Reconnaitre les torchons et les serviettes est un problème que nos aïeuls considéraient si important qu’ils en ont fait un proverbe. L’Intelligence Artificielle vient aujourd’hui à notre secours pour enfin résoudre ce dilemme.
La première question à poser lorsqu’on veut comprendre sur quels critères deux ensembles se distinguent, c’est :
« Quels sont les attributs à notre disposition pour décrire les systèmes étudiés ».
C’est la question la plus sensible. Par exemple, si vous cherchez à comprendre pourquoi les abricots que vous achetez en juillet sont plus sucrés que ceux que vous achetez en mai, et que chaque abricot est décrit par la couleur de l’étiquette ou la marque du tablier du vendeur, vous risquez de ne pas élucider votre question.
En data-mining, contrairement à beaucoup d’idées reçues, il vaut mieux avoir une intuition de la direction où chercher ou vous risquez de ne rien trouver.
Si on rajoute à l’exemple précédent les attributs : couleur du fruit, variété, nombre de jours d’ensoleillement et localisation du producteur, on peut espérer une réponse. Mais les attributs étant si nombreux, comment trouver celui qui a le plus d’impact ? En tant que client, si je n’avais le droit qu’à une question pour choisir le meilleur fruit, devrais-je la poser sur la durée d’ensoleillement ou sur la variété ?
Les méthodes à notre disposition dans le domaine de l’Intelligence Artificielle nous permettent d’apporter des réponses.
Les arbres de décision
Les arbres de décision permettent de représenter graphiquement une succession de règles s’enchainant les unes aux autres. Ils ont pour objectif de réaliser une classification, souvent représenté par une séparation binaire.
Ce mode de représentation est utilisée dans les approches « Systèmes Experts », lorsque l’expertise métier peut être formalisée en une succession de règles. Mais ce n’est pas toujours le cas, et l’expérience a montré que la mise à jour de ces processus métier étaient difficile dans le temps.
Lorsqu’on n’arrive pas à dégager de règles, on utilise une approche basée sur l’analyse des données issues d’observations : le point de départ est un ensemble connu d’ « objets ». Chacun des objets est décrit par des attributs (par exemple couleur, provenance et variété). Chaque attribut admet plusieurs modalités (par exemple pour l’attribut couleur, les modalités peuvent être vert, jaune, orange). Enfin, chaque objet réussit ou non un test (par exemple, l’abricot est sucré ou non).

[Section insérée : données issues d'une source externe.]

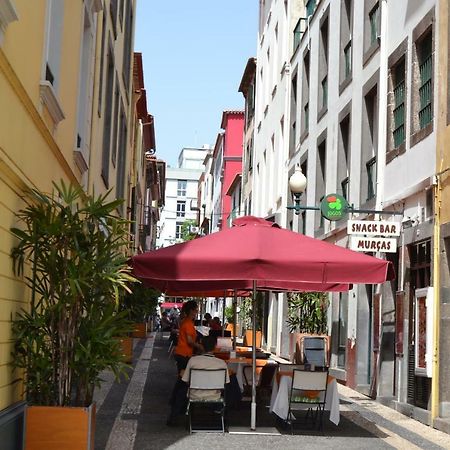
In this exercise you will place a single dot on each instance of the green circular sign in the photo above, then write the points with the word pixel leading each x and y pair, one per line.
pixel 334 207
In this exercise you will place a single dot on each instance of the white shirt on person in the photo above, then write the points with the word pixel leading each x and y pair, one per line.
pixel 206 361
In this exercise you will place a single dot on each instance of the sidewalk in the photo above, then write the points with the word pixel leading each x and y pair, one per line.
pixel 132 415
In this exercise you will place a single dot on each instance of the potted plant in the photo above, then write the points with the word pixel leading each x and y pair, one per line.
pixel 246 315
pixel 307 317
pixel 229 316
pixel 70 251
pixel 139 304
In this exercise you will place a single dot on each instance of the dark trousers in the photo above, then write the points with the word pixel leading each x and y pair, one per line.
pixel 181 362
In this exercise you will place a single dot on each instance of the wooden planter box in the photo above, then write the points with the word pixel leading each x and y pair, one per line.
pixel 230 327
pixel 140 330
pixel 249 341
pixel 126 348
pixel 59 427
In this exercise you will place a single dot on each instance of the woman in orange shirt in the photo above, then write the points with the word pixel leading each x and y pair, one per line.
pixel 187 335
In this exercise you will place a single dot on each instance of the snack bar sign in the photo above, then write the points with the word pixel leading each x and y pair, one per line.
pixel 361 235
pixel 382 228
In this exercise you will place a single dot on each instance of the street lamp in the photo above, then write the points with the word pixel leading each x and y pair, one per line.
pixel 297 185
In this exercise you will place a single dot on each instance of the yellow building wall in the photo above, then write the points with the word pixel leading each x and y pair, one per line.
pixel 31 153
pixel 443 129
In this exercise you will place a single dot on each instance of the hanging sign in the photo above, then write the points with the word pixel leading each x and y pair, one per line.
pixel 370 244
pixel 382 228
pixel 333 207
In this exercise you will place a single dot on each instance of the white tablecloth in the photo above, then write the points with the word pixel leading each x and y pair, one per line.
pixel 238 368
pixel 279 401
pixel 237 365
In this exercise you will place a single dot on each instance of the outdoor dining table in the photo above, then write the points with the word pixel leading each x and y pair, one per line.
pixel 238 364
pixel 279 401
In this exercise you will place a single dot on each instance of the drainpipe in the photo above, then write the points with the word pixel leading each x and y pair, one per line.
pixel 436 299
pixel 382 105
pixel 381 152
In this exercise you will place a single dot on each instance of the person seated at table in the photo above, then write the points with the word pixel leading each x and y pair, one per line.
pixel 215 324
pixel 205 361
pixel 166 324
pixel 207 319
pixel 187 336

L’objectif est alors de déterminer, à partir de cet ensemble témoin, quelles sont les modalités d’attributs qui permettent d’obtenir des groupes suffisamment homogènes, pour qu’on puisse prédire le résultat du test, lorsqu’on s’intéresse à un nouvel objet. Par exemple, si un abricot est vert, quels que soient les autres attributs, on trouvera certainement qu’il appartient à la classe « non sucré ».
Il s’agit d’un apprentissage supervisé dans la mesure ou la méthode de sélection a été calibrée à partir d’échantillons dont on connait à l’avance le résultat du test.
Les arbres de décision sont très utilisés pour le data-mining ou l’aide à la décision :
- En fouille de donnée, ils permettent de mieux comprendre et caractériser les objets ou système qu’on manipule.
- Lorsque les règles de décision sont suffisamment tranchées, ils deviennent des outils d’aide au diagnostic.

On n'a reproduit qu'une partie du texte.